Tres minutos.Le besaba en los labios con los labios húmedos y un croissant de chocolate en las manos, a medio comer.
<<A estas alturas, -le dije una vez- quedarme a dormir en tu casa es como estar en la mía, pero sin ningún tipo de encanto, y sin llegar tarde.>>
Y así perdiéndome en cada milímetro, en cada poro y lunar de tu esquemático rostro, me enamoré.
Para entonces tus brazos volvían a envolverme de esa manera cálida y ofreciéndome seguridad.Segundos más tarde tus labios se deslizaban por mi cuello, regalándome besos, a lo que yo respondía con una sonrisa, y mi cuerpo con un escalofrío interesante.
-Preciosa, tienes clase exactamente dentro de unos...
+¿Media hora?-susurraba yo, notando tu respiración en mi nuca, sobre mi cabello desordenado.
-Treinta y nueve minutos, veinte segundos, listilla.
Me daba la vuelta y entonces me encontraba con los ojos mas alucinantes que había visto alguna vez, o al menos, que podía recordar.Explotábamos en risas, y aunque parecía que el tiempo se detenía, no lo hacía, solo lo parecía, y fingíamos no darnos cuenta, mientras continuábamos plasmando caricias, palabras, sentimientos en un lienzo que ninguno de los dos sabíamos que al final no podría cargar con mas pintura, y se destiñiría.
Fuera de todo aquello, a veintisiete minutos de llegar cinco minutos tarde, he de decir que siempre llegaba a la hora antes de conocerle, me subía los vaqueros, que siempre ofrecían una resistencia que por supuesto no ayudaba a que llegara a la hora.Por primera vez en mi vida una prenda de vestir tenía la misma opinión que yo:
Queríamos quedarnos con él, junto a él,
Alucinaba con su manera de abrir la ventana de espaldas a mí, con la espalda al aire, a pesar de la densidad del viento helado que flotaba fuera.
La imagen parecía mística, abrumadora incluso.Todo un cielo oscuro y alguna que otra nube gris, al igual que sus ojos, del color del metal, con transparencias incluidas.
Con el torso desnudo, a punto de ponerse la camiseta, me ofrecía mi pañuelo, y yo me lo ponía en el cuello, a modo de bufanda.
Ignoraba con qué cara me despertaba, pero él me hacía sentir como si estuviera preciosa todas y cada una de las veces que estábamos juntos, incluso cuando discutíamos por tonterías.

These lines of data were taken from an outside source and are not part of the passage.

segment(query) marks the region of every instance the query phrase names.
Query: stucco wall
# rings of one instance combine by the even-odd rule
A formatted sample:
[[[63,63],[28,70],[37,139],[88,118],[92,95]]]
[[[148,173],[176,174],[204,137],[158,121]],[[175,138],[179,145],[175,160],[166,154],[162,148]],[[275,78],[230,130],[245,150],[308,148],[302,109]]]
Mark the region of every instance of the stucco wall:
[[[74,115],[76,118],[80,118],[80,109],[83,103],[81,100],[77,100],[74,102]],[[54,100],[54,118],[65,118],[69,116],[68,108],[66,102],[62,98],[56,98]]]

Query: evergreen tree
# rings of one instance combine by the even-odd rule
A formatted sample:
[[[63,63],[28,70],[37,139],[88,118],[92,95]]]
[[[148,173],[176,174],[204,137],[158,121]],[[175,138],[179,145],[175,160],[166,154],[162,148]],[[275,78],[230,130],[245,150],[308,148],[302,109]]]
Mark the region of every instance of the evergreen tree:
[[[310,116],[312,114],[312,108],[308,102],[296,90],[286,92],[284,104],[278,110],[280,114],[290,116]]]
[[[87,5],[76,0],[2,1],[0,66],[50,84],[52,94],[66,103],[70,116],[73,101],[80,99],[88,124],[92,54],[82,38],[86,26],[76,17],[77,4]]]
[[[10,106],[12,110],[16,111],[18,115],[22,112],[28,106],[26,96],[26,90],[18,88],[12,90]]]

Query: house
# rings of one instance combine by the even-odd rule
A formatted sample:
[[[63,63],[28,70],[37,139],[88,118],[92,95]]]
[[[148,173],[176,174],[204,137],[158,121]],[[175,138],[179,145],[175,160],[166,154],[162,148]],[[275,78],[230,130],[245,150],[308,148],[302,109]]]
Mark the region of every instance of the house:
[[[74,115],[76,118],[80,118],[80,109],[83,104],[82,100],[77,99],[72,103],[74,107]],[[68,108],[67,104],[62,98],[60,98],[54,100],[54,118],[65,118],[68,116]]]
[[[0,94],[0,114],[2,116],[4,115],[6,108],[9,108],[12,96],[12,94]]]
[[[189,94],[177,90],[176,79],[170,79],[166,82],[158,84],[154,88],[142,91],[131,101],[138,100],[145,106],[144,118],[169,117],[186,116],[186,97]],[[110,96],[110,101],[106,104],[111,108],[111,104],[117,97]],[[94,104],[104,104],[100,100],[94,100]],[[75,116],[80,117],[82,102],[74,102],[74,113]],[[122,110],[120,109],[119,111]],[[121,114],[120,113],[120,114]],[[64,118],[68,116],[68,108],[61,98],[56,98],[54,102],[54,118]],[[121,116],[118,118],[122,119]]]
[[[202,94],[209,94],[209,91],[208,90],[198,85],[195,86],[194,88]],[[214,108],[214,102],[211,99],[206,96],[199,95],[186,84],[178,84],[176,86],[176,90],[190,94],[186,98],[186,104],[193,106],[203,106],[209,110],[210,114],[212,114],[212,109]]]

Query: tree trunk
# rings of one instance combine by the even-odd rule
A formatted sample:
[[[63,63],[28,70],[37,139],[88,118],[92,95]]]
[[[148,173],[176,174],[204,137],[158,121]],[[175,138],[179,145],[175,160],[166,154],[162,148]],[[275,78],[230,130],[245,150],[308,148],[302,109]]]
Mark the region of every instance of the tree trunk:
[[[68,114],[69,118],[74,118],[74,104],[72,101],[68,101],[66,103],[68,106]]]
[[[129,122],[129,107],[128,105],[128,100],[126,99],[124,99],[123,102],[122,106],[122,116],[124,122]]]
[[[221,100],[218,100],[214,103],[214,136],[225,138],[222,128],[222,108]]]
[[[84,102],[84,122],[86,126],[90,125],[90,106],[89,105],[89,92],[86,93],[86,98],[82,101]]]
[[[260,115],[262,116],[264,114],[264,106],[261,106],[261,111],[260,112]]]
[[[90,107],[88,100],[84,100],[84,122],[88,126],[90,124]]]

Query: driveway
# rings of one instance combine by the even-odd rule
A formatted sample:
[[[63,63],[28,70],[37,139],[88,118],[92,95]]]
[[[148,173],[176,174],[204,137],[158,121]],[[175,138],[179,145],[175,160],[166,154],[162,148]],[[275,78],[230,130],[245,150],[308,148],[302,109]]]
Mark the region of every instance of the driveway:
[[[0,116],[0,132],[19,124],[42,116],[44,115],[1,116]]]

Desayunaba mientras metía los libros de manera deliberada en mi mochila, que más que de Adidas, parecía más bien una de esas cosas que uno guarda porque sí en su armario, aunque sepa que no le serviría de nada.
Tres minutos.Le besaba en los labios con los labios húmedos y un croissant de chocolate en las manos, a medio comer.
<<A estas alturas, -le dije una vez- quedarme a dormir en tu casa es como estar en la mía, pero sin ningún tipo de encanto, y sin llegar tarde.>>
Y así perdiéndome en cada milímetro, en cada poro y lunar de tu esquemático rostro, me enamoré.